L’ouverture des musées sept jours sur sept créé la polémique
MUSEE•Le Louvre, le musée d’Orsay et le château de Versailles vont inaugurer l’expérimentation de l’accueil du public toute la semaine...Benjamin Chapon
Passée relativement inaperçue au milieu de la communication du budget de l’Etat pour 2015, l’annonce de l’ouverture, sept jours sur sept, des musées du Louvre d’Orsay et du château de Versailles fait débat depuis plusieurs mois.
Fleur Pellerin, ministre de la Culture, a annoncé que cette réforme ne se ferait pas avant trois ans, le temps de mener des «concertations avec l’ensemble des partenaires» et des «études d’impact sur l’affluence et sur les recettes.» Mais en coulisses, la controverse est déjà violente.
L’exemple étranger
Pour justifier cette réforme, ses défenseurs rappellent que plusieurs grands musées anglo-saxons, de Londres à New York et Berlin, et certains musées espagnols, ouvrent déjà sept jours sur sept. Certains d’entre eux sont également gratuits (voir encadré).
L’ouverture sept jours sur sept fait partie d’une réflexion générale sur un meilleur accueil du public et un confort accru de la visite des musées. Les trois établissements sélectionnés frôlant la saturation. Or, les anti 7/7 craignent que cette réforme horaire n’améliore en rien les visites. Bien au contraire.
Ouvrir pour mieux fermer
«La difficulté majeure est le nettoyage des salles, reconnaît Anna Saunders, en charge de la logistique au British Museum. Nous fermons certaines salles au cours de la journée pour quelques heures.» Des salles sont également fermées, en cours de journées, pour permettre aux conservateurs le travail sur des œuvres, qu’il s’agisse de mouvements d’œuvres (prêts, restaurations, études…) ou d’études sur place.
Pour réaliser l’ampleur des travaux réalisés les jours de fermeture, il suffit de taper le mot-dièse #jourdefermeture sur Twitter où de nombreux musées, de toutes tailles, postent des images des agents au travail.
Le secret de la pyramide
Henri Loyrette, qui a largement développé l’activité de mécénat quand il était président du musée de Louvre, a rappelé que le mardi, jour de fermeture, était devenu le jour d’accueil des grands mécènes. Quasiment chaque mardi soir, la pyramide du Louvre est par ailleurs louée à prix d’or pour des événements privés.

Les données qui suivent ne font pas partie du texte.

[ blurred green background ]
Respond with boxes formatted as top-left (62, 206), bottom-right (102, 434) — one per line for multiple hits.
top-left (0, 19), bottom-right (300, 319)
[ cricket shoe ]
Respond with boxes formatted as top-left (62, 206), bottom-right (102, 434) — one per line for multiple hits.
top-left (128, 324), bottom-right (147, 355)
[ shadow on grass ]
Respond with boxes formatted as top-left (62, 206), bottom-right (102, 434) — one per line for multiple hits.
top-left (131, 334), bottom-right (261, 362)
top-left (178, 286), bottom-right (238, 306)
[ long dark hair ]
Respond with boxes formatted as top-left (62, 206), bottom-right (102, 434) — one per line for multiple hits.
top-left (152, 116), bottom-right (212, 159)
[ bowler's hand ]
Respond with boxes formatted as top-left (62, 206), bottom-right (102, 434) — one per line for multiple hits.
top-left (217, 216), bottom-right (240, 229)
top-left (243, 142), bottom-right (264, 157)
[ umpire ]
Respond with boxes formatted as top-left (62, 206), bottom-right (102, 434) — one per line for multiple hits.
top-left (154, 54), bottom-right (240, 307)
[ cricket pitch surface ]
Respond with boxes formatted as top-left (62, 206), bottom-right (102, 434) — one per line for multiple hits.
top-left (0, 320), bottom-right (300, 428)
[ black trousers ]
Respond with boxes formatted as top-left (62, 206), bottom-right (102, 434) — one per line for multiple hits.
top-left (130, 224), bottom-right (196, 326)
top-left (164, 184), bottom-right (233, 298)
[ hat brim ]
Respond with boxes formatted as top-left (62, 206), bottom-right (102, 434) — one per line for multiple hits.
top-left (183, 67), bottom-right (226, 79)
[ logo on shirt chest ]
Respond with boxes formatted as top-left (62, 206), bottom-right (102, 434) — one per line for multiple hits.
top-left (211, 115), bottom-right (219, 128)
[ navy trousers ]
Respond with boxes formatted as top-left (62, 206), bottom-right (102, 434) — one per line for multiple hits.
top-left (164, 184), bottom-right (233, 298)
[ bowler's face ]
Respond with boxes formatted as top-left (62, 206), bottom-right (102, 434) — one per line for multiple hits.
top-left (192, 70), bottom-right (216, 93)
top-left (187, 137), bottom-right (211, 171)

Pour continuer d’assurer ce service payant essentiel à son économie, le Louvre devra fermer plus tôt. Un responsable au musée d’Orsay note d’ailleurs que pour des questions de gestions des ressources humaines, l’ouverture sept jours sur sept aura pour conséquence de faire fermer les musées plus tôt.
Les conservateurs échaudés
Enfin, vient la question de la conservation. Lumière et poussière forment un cocktail mortel pour les œuvres d’art, notamment les plus anciennes. De nombreux conservateurs craignent que sans le jour de fermeture, qui est un jour de repos pour elles, les œuvres ne se dégradent un peu plus.
«Exposer une œuvre, c’est l’abîmer mais la vocation d’un musée est de montrer ses œuvres», répond un conservateur du musée du Louvre qui se reconnaît minoritaire dans le débat interne.
Le mardi chinois
«Ouvrir sept jours sur sept, c'est contribuer à ce que Paris reste la première destination touristique au monde. C'est freiner la frustration de Chinois qui ne passent à Paris que 24 ou 48 heures et trouvent porte close», explique Michel Guerrin dans Le Monde.
Plutôt qu’accueillir mieux, l’abolition du jour de fermeture est perçue par beaucoup comme un moyen d’accueillir plus. Et d’augmenter les recettes de musées qui voient leurs subventions fondre inexorablement.